Client # 3 was admitted in 2020 and was still active at the time of the inspection. Client records did not provide a referral contact.





These findings were reviewed with facility staff during the licensing process.
 
Plan of Correction
Executive director will ensure that client records provide a referral source at intake. Referral source will be included in admission note as well as client's facesheet. The executive director is currently responsible for this correction as the only clinician working in this facility at this time. Executive director will include this in all future staff orientations and training. This will be completed by 5/12/2021.

709.93(a)(5)  LICENSURE Client records

709.93. Client records. (a) There shall be a complete client record on an individual which includes information relative to the client's involvement with the project. This shall include, but not be limited to, the following: (5) Progress notes.
Observations
Based on three of three client records reviewed, the facility failed to provide a complete client record to include progress notes for individual sessions. During the inspection process, the facility director was attempting to download progress notes from an outside resource.

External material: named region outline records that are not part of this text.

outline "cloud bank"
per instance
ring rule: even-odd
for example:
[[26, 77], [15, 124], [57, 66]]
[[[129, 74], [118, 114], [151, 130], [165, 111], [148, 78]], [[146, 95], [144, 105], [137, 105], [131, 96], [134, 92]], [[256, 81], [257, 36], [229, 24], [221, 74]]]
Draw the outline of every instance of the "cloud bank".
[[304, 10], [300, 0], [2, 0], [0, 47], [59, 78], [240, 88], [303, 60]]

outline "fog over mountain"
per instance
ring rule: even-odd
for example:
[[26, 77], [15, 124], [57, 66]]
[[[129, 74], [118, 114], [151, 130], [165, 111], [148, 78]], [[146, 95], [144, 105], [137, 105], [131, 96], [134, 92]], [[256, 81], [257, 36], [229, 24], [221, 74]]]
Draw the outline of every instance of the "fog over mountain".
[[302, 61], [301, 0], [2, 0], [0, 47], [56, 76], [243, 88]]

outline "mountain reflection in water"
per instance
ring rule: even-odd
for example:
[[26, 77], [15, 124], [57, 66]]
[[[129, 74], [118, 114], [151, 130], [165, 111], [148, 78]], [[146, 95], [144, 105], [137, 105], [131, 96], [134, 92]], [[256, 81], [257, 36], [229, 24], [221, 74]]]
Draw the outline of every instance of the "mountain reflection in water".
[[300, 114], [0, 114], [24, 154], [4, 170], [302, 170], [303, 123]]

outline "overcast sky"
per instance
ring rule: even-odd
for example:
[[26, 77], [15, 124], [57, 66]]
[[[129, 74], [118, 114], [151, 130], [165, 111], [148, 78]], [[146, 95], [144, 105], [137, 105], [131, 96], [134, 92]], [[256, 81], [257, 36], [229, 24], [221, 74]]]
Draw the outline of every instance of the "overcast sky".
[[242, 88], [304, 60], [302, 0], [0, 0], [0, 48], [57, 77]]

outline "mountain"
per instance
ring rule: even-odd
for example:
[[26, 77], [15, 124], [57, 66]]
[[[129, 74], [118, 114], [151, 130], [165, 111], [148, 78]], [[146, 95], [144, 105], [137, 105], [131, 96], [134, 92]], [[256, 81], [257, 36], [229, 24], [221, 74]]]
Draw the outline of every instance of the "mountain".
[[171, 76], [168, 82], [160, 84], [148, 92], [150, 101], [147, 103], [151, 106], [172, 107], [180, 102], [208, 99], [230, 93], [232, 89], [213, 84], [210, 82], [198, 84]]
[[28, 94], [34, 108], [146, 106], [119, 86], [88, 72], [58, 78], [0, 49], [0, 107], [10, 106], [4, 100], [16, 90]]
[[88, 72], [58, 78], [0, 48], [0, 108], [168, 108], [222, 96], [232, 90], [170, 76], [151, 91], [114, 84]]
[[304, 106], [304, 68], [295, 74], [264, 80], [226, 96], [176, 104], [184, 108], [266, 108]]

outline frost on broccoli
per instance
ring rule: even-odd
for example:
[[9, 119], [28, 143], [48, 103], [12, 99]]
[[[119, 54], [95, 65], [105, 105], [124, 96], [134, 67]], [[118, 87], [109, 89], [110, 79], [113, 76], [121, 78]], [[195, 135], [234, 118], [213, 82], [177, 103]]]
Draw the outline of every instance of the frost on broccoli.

Client # 1 was admitted on December 2, 2020 and was still active at the time of the inspection. Client records did not provide progress notes for individual sessions.



Client # 2 was admitted on October 2, 2020 and was still active at the time of the inspection. Client records did not provide progress notes for individual sessions.



Client # 3 was admitted in 2020 and was still active at the time of the inspection. Client records did not provide progress notes for individual sessions.





These findings were reviewed with facility staff during the licensing process.
 
Plan of Correction
The facility will be able to provide a complete and thorough client chart with all necessary documentation. Executive director will ensure that progress notes are documented for all individual sessions.



Executive director will also ensure that all treatment goals and interventions match the services provided by the clinician. The executive director is currently responsible for this correction as the only clinician working in this facility at this time. Executive director will include this in all future staff orientations and training. This will be completed by 5/12/2021.